Sunday, March 21, 2010

Ok, I'm writing the blog about Kerala.

Although I know it won't be, I will try to keep these blogs rather to the point, and really only about the trip. I don't really like merely recounting my days and experiences, but rather talking about them... Since that is rather impossible when we were gone for 10 days, I'll just give you the rundown, instead of life. Maybe add a few thoughts here and there.

The downlow:
Riane and I took off, just the two of us, to travel India's most southern state, Kerala. Kerala is a communist state, originally founded by the Portuguese, so it is super Christian-ish and has a cute European feel in a lot of its places, which was a little unexpected.
Kerala is known as "God's own country" and we had to explore it!


Destination 1 - Cochin
We get to airport and our flight is canceled. We hop aboard another plane.
We like planes and small bottles of water, so it's all good.
Behind us is a group of creeper guys that all took turns going to the bathroom to really relocate to the seats across from us so they can stare and take pictures of us. In the airport and on the plane.

We arrive in Fort Cochin, Kerala and put our bags down at a super cute homestay- i-one's (the big draw was the BIG BALCONY) - owned by an Indian man - Ivan Joseph - and his family.
Such an Indian name...

A few pics of what we found in Fort Cochin:

Sunset. Which is strange because thinking about this picture... The sunset should have been behind me, not east, the direction I am looking in.

Men catch fish and then sell them on the street. They let you pick your fish, then they take it to a restaurant and cook it for you.

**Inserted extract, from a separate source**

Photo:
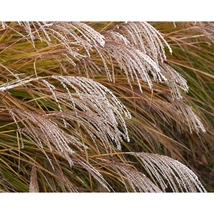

Riane tried this.

She's gross.

Then we went back to our cute homestay and slept in the billion degree weather.
And got up for a bike ride and day of touring Cochin - Chinese fishing nets, trees, restaurants, Jew Town, the Basilica and St. Francis Church, martial arts, coffee with a bunch of Europeans and Kathakali, the dance of Kerala (that one rickshaw driver told us all Keralans hate because it is all hand and face movements and super long. They go see Kathakali performances when they want to go to sleep. He was right. We got pretty bored, and as a dancer and supporter of traditional arts and forms of self expression, I really do not like saying that. But yea, sanskrit epics (6 hours long) are not very active and therefore, not the best source of entertainment.

 We found a bright purple wall while eating our breakfast of fresh cut pineapple.

The Basilica. Our homestay was behind here.

It was a beautiful place, but there was a woman sobbing inside and it broke my heart to hear her. I don't know what she was saying, but she was hurting, badly. And I just stood there snapping pictures.

And it never fails. Even if this woman hadn't been crying, I would have been crying. Every time I step into a sacred place, I just can't help but tear up for reasons unknown. It must be very startling for the people around me to turn around and see me crying for no apparent reasons.

St. Francis Church. The Gideons gave us the New Testament in Hindi.

This was a very awkward moment in our lives - we were two of the 4 females in the entire room watching this show. These outfits wrapped around the guys crotches and every time they stood at the end of the stage to bow to us before they did anything, their crotch was always directly eye level.
Awkward. but the stuff they showed was pretty cool.

Coffee and Lonely Planet consultation time at a restaurant Lonely Planet suggested. 
(i-one, our homestay owner, really wanted us to recommend him as a good homestay. good enough to be in the "tour books you look" which meant Lonely Planet. Nobody goes anywhere without Lonely Planet. We said we would recommend him, and we can! Because Riane is friends with the India Lonely Planet writer over Twitter.)

This baby's mother kept putting him really far away for no apparent reason.

Kathakali performance - elaborate. They spent an hour doing makeup on stage.

I am taking this picture from one of these! Backwater tour in Cochin.

Canals we traveled through.

Kerala is HOT. In Hyderabad, it gets up to like 103 degrees in the afternoon. It's so hot that our bike stands create little melted cement holes in the parking lot. Now add 50% more humidity and that is Kerala, especially Kerala's coast.
We loved Cochin (we wondered if it was because it was European-esq and so put it out of mind with the promise we would head to Europe soon) but our next destination was in the Western Ghats of India, where it was cool and beautiful - Munnar, a beautiful bustling little mountain town.


Ugh, I'm tired. I started this at 10 at night, rather than spend all Sunday doing it and so I will do it tomorrow.
I hope it will get more interesting, but that just depends on how much time in the world I think I have to share every moment, every detail, every thought that I can recount.